サークル「アクア・アルタ」さんの同人音声作品。

今回紹介する作品は、明るくてとっても積極的な女の子が
恋人にあたる男性と温泉旅行に行き親密度をさらに深めます。

キャラと音のバランスが取れたドラマ性の強いサービスが行われており
温泉の音、耳かき音、海の音といった癒しにプラスに働く音を上手に鳴らしながら
世間話や二人が恋人になるまでの思い出話をして没入感を高めてくれます。
恋人とする様々な初体験
恋人のナミと旅行先でイチャイチャするお話。

「着いたー! 見て見て ここの客室 評判通り最高な眺めだよ」
ナミは明るくて元気な声の女の子。
恋人にあたる主人公と温泉旅行に出かけると
記念撮影したりお互いの荷物に関する話をします。

本作品は付き合い始めてまだ半年の初々しいカップルが
旅行先で温泉に一緒に浸かったりエッチな事をしながら色んなことを話します。

アクア・アルタさんはこれまで全年齢やR15作品をメインに作られてきたサークルさんで
感情豊かなキャラとリアルな音を使ったサービスを組み合わせたドラマ性の高い作りが魅力です。
本作でも18禁のキーとも言えるエロさよりも作品の世界に入り込むことを見据えた演出に力を入れてます。

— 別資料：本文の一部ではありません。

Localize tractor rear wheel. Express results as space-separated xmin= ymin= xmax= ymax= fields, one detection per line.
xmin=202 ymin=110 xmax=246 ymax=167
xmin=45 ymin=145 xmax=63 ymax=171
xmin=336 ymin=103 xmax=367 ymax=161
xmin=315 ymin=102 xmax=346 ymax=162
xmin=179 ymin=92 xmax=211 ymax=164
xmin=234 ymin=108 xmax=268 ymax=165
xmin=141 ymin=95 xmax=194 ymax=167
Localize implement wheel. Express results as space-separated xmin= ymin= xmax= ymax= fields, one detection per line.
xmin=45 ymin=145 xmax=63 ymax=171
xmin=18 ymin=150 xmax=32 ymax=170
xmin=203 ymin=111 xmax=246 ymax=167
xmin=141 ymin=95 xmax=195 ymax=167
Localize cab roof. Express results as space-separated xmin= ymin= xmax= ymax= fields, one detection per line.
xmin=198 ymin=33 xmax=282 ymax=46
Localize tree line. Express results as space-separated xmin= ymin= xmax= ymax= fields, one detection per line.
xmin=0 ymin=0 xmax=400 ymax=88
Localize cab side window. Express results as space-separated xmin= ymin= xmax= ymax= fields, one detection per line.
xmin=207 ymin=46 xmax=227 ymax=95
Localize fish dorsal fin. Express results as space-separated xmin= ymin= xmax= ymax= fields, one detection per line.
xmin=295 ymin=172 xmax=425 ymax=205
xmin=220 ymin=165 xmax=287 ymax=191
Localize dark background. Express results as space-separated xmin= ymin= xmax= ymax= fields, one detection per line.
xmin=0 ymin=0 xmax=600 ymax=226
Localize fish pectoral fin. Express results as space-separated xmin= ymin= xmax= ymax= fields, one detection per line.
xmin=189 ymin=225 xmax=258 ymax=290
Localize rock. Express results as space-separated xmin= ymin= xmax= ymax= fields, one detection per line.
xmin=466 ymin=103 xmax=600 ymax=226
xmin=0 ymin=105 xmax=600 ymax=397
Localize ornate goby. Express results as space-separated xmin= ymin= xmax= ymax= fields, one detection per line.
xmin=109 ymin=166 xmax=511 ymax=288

物語の背景を簡単に説明しますと、二人は中学時代からの知り合いですが当時はまったくしゃべらず
高校生の頃から一緒に遊ぶようになり最近ようやく恋人同士になりました。
しかし主人公が相当な奥手のため今までキスすらしたことがありません。
そこでナミが温泉旅行を提案し、より踏み込んだ関係になるきっかけ作りをするわけです。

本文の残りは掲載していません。